The findings from this research suggest that the concepts of hospitality and reciprocity, while universal, have some features unique to Vietnamese culture and Vietnamese couchsurfing community, especially in terms of moral values, and differences from one generation to another when it comes to hosting strangers.Although the term "couchsurfing" loosely refers simply to staying with hosts while you travel, over 4 million couchsurfers a year turn to caninariojana.com for a safe way to find hosts who offer free .
Hospitality Networks: The Couchsurfing Concept Posted on March 5, May 27, Author Posted By: Peter caninariojana.com (CS) is a social network whose members host each other when travelling, show their visitors around, and organize various meetups and social events.
The findings from this research suggest that the concepts of hospitality and reciprocity, while universal, have some features unique to Vietnamese culture and Vietnamese couchsurfing community, especially in terms of moral values, and differences from one generation to another when it comes to hosting strangers.
Hospitality refers to the relationship between a guest and a host, wherein the host receives the guest with goodwill, including the reception and entertainment of guests, visitors, or strangers.

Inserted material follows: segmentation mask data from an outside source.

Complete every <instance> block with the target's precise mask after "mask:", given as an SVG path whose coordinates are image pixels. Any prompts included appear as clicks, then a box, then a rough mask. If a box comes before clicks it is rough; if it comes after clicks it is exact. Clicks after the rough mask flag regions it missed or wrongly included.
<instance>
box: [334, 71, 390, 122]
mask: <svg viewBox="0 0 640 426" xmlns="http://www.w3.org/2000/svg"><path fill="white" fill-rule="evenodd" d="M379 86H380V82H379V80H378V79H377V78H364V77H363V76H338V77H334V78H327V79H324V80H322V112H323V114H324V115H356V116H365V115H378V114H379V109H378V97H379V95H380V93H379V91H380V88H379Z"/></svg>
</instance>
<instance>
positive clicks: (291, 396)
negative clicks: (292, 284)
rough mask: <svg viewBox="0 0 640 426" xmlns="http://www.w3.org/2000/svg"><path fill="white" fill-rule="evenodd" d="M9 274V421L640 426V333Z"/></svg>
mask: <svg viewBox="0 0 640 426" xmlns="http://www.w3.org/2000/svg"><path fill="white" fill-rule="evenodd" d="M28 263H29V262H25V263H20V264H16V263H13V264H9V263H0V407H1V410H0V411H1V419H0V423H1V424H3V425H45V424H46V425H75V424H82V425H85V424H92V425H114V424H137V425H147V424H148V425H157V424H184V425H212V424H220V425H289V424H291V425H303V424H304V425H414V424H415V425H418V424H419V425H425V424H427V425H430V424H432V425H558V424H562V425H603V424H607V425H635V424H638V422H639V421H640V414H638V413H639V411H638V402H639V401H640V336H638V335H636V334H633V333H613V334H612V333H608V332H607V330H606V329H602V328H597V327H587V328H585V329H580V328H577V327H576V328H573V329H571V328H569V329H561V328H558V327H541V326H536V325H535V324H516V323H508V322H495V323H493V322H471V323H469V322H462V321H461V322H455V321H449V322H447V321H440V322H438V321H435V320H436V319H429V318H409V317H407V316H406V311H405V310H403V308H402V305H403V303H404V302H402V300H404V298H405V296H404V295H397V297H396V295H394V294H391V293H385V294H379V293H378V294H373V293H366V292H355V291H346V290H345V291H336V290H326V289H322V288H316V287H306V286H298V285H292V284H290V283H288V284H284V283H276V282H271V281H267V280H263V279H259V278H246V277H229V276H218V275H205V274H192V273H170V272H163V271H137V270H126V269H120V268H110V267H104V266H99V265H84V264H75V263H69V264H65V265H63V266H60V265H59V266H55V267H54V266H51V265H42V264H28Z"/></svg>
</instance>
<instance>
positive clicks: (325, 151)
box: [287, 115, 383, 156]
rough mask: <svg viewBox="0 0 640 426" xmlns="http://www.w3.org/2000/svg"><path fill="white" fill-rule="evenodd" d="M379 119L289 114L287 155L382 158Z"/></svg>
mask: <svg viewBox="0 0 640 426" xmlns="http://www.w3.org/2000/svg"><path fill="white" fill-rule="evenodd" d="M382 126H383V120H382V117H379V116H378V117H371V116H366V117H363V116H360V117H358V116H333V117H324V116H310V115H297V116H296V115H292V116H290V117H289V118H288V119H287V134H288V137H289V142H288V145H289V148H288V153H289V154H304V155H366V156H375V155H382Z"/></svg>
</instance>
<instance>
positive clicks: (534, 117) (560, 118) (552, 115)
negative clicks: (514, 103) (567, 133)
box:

Louis, chevalier de Jaucourt describes hospitality in the Encyclopédie as the virtue of a great soul that cares for the whole universe through the . The growing popularity of online hospitality exchange networks like Couchsurfing and Airbnb point toward a new paradigm of sociality for a mobile and networked society as hospitable encounters among friends and strangers become entangled with social media and networking technologies.
Reputation and Reciprocity on caninariojana.com Debra Lauterbach, Hung Truong, Tanuj Shah, Lada Adamic International, Global Freeloaders, Hospitality Club, and CouchSurfing.
caninariojana.com, the community which we study in this paper, is the by far the largest and most popular As for reciprocity, this concept has been studied in many.